NEW DELHI: Amid the din of the Railway Budget and the General Budget, a small script — on sharing defence technologies — has changed in India and US relations.

US again rakes up issue of defence pacts

The C-17 Globemaster III



Ajay Banerjee

Tribune News Service

New Delhi, March 1

Amid the din of the Railway Budget and the General Budget, a small script — on sharing defence technologies — has changed in India and US relations.

Washington on February 26, the day of the Railway Budget, made clear the importance of signing three “foundational agreements” on defence between the two countries, saying this will come in “handy” when transferring technology to India.

Top sources said there has been no agreement so far within the Indian establishment on signing any of these three agreements with the US. In 2010, the then Defence Minister AK Antony had rejected outright the signing of these three agreements and even termed these “intrusive”.

In June 2012, Leon Panetta, the then Secretary Defence of the US, while talking about these agreements at a function in New Delhi, had said, “These are not issues anymore.”

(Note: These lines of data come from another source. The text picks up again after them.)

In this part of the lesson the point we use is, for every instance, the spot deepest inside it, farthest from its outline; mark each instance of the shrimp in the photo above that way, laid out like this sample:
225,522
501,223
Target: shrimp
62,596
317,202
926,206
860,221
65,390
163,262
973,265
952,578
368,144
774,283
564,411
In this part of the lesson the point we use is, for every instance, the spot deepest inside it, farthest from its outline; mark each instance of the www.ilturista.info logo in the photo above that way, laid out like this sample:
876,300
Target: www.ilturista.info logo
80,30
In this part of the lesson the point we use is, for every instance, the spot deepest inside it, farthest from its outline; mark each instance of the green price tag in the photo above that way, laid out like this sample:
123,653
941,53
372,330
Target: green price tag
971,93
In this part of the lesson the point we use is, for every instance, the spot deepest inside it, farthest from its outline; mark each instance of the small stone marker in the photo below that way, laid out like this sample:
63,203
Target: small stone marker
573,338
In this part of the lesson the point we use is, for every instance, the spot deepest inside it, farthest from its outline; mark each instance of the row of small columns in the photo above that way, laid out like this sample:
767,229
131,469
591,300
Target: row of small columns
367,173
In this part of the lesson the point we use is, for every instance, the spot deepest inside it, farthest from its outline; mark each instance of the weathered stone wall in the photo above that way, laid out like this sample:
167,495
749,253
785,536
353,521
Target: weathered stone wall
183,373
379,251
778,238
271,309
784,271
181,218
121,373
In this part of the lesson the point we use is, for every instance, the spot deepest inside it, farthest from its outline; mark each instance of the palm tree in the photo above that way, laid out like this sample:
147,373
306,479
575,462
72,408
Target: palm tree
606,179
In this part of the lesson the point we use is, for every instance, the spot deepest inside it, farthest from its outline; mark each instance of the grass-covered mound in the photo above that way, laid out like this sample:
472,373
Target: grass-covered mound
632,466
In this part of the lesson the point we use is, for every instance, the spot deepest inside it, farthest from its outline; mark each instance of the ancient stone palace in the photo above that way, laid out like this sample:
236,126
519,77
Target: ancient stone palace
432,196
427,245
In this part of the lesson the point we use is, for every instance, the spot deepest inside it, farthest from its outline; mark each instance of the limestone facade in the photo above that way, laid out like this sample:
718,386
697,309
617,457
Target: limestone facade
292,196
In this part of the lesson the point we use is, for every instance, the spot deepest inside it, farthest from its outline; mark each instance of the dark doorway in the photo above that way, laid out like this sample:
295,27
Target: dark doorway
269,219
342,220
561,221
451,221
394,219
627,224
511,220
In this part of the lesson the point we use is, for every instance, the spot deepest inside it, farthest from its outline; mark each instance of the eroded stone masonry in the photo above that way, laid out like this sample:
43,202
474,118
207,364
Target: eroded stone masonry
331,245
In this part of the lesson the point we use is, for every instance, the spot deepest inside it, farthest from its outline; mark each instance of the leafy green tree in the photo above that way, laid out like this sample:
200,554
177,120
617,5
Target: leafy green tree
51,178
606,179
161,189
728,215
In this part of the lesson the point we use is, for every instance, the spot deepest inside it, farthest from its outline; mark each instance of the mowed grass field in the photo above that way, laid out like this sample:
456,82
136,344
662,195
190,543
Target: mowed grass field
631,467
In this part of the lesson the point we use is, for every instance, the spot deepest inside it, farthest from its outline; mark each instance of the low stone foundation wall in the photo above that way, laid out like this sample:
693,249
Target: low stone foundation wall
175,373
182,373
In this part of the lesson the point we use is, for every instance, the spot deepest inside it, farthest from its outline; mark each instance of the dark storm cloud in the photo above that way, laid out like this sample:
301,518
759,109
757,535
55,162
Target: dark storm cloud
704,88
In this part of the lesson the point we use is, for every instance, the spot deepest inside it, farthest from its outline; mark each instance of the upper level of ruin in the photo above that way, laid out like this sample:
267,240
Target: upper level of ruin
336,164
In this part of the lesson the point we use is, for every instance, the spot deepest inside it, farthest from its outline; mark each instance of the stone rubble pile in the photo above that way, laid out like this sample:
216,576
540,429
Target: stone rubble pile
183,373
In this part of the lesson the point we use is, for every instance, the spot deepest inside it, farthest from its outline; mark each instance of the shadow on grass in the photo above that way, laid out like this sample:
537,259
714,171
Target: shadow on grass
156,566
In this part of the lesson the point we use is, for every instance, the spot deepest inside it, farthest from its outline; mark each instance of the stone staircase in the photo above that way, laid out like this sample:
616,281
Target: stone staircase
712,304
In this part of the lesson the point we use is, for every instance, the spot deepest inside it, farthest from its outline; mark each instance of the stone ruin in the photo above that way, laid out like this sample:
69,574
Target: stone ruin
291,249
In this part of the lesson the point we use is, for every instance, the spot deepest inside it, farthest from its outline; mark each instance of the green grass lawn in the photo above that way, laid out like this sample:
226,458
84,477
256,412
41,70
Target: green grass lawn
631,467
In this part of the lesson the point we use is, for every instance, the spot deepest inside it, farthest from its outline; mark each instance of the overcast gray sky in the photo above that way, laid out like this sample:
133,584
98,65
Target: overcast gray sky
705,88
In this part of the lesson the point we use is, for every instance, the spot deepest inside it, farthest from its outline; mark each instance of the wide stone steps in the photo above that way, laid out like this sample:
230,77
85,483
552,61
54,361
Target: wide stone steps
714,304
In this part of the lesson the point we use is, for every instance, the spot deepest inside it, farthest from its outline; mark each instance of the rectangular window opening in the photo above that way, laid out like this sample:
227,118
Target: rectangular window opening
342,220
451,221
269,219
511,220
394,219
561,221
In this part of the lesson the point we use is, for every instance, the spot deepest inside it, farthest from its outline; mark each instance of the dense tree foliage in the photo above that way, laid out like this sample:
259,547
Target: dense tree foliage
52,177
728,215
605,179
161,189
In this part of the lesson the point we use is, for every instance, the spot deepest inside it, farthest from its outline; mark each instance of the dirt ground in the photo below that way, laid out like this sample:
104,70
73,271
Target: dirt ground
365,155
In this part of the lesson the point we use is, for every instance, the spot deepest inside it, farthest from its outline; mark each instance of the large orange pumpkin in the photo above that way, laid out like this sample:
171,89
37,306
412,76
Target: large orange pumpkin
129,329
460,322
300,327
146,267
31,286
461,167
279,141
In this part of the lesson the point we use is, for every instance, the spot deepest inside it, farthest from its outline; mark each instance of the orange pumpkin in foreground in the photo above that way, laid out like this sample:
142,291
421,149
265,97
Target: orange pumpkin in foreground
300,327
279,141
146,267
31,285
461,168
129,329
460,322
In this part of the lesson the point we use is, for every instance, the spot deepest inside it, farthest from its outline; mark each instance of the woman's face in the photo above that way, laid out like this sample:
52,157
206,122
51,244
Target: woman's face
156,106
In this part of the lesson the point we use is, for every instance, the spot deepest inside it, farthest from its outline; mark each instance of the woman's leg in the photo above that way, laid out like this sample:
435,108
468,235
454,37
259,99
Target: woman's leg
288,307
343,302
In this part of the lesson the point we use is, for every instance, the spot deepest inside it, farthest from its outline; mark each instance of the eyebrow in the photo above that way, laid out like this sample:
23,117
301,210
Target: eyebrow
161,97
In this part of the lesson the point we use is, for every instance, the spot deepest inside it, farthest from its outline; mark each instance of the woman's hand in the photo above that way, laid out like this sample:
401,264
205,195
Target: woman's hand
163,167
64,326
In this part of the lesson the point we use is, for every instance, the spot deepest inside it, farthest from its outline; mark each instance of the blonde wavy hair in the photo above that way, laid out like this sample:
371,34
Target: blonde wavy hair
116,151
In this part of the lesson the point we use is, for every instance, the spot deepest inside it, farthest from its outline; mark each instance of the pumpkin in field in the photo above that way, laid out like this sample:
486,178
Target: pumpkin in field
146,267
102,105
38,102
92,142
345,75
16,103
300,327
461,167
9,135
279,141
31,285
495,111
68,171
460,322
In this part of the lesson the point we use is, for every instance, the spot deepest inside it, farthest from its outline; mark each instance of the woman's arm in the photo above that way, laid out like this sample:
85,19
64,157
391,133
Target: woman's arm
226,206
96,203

The Indian Air Force accepted special planes — the C-130-J Super Hercules — without five of the US-coded equipment that help in navigation and operations. New Delhi opted to buy this equipment from the open market rather than allow the agreements. Other US-made planes — the heavy lift C-17 Globemaster III and the naval surveillance Boeing P8-I — also came without the highly encrypted US technologies.

The agreements are: Communications interoperability and security memorandum of agreement (CISMOA), basic exchange and cooperation agreement for geo-spatial cooperation (BECA) and the logistics support agreement (LSA).

Senior Pentagon official Frank Kendall, the US-appointed pointsman for the much-talked-about Defence Technology and Trade Initiative (DTTI), was in New Delhi on February 26 to meet his counterpart, G Mohan Kumar, secretary, Defence Production.

Kendall told reporters here: “I don’t think there is a strong connection between the two (DTTI and the pacts)... these are not really under the umbrella of the DTTI.” Even as Kendall said that Kenneth Handelman, Deputy Assistant Secretary (Defence Trade Controls) in the US State Department, said these were necessary. “DTTI has progressed in the absence of the foundational agreements.. .but at some point, the foundational agreements are going to be an issue”.

News agency PTI quoted Handelman as having said: “I certainly support what Kendall said...that the foundational agreements don’t directly relate to what is being done on the DTTI right now. If all goes well and both countries expand this relationship, that would entail joint production and development of higher military technology, the agreements would be handy”.

As of now, there is no deadline. The agreements have come up for discussion for the second time in one week. On the sidelines of the Aero-India (Feb 18-22) at Bangalore, Handleman had spoken about these agreements. This is first time in three years that the US has restarted the issue of agreements.